Deces - Claude Chabrol

Par Tootpadu, 12 septembre 2010

Le cinéma français vit décidément une série noire cette année, puisqu'après la disparition d'Eric Rohmer en janvier et celle d'Alain Corneau il y a deux semaines, c'est au tour de Claude Chabrol de nous quitter. Le réalisateur, scénariste et acteur français est décédé ce matin à l'âge de 80 ans. Un des fondateurs de la Nouvelle vague, avec ses amis des Cahiers du cinéma François Truffaut et Jean-Luc Godard, Claude Chabrol laisse derrière lui une oeuvre immense de plus de cinquante films, à travers lesquels il exprimait une espièglerie très charmante, tout en désignant malicieusement les travers de la bourgeoisie française, pourrie jusqu'à l'os derrière sa fausse apparence de respectabilité.

Claude Chabrol avait su s'imposer dès ses deux premiers films en 1959, Le Beau Serge (Prix Jean Vigo) et Les Cousins (Ours d'or au festival de Berlin), tous les deux avec Gérard Blain et Jean-Claude Brialy. La reconnaissance n'allait pas faire défaut de sitôt à Chabrol, puisque son film suivant A double tour a valu à Madeleine Robinson la Coupe Volpi de la Meilleure actrice au festival de Venise. Le réalisateur a enchaîné jusqu'à la fin des années 1960 sur Les Bonnes femmes avec Stéphane Audran, Les Godelureaux, L'Oeil du malin, Landru, La Ligne de démarcation, Le Scandale, Les Biches, La Femme infidèle, Que la bête meure, et le chef-d'oeuvre Le Boucher.

Celui qu'on surnommait peut-être un peu trop facilement le Hitchcock français est resté tout aussi prolifique dans les années 1970, avec des films qui attiraient de plus en plus d'acteurs de renommée internationale comme La Rupture, Juste avant la nuit, La Décade prodigieuse avec Orson Welles et Anthony Perkins, Docteur Popaul avec Mia Farrow, Les Noces rouges, Les Innocents aux mains sales avec Romy Schneider et Rod Steiger, Les Magiciens avec Franco Nero et Gert Fröbe, Folies bourgeoises avec Bruce Dern, Ann-Margret, et Maria Schell, Les Liens du sang avec Donald Sutherland et Donald Pleasance, et Violette Nozière (Prix d'interprétation féminine à Cannes pour Isabelle Huppert et César du Meilleur second rôle féminin pour Stéphane Audran).
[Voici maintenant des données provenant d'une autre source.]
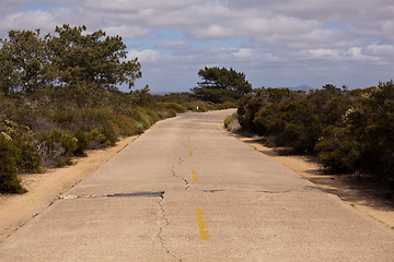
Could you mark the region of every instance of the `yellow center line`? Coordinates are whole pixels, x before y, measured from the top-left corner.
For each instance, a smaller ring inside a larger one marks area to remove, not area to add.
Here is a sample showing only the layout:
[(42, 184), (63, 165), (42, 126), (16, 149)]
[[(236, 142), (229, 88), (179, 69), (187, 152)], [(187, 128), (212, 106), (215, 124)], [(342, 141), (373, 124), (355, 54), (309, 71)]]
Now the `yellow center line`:
[(197, 171), (195, 169), (192, 169), (192, 177), (193, 177), (193, 181), (197, 182), (198, 178), (197, 178)]
[(200, 231), (200, 238), (202, 240), (209, 240), (210, 237), (209, 237), (209, 233), (208, 233), (207, 223), (204, 218), (202, 210), (196, 210), (196, 216), (197, 216), (198, 227), (199, 227), (199, 231)]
Claude Chabrol a ralenti la cadence et s'est concentré sur des sujets plus français pendant la décennie suivante, à travers Les Fantômes du chapelier, Le Sang des autres, Poulet au vinaigre, Inspecteur Lavardin, Masques, Une affaire de femmes, et Jours tranquilles à Clichy.

Pendant les vingt dernières années de sa carrière, Claude Chabrol a tourné quatorze autres films, de Docteur M jusqu'à Bellamy. Les trois chefs-d'oeuvre de cette dernière ligne droite sont indiscutablement La Cérémonie, Merci pour le chocolat, et La Fleur du mal. Mais les adaptations de Flaubert (Madame Bovary) et de Simenon (Betty), tout comme L'Enfer, L'Ivresse du pouvoir et La Fille coupée en deux témoignaient encore du style distingué et en même temps moqueur du réalisateur.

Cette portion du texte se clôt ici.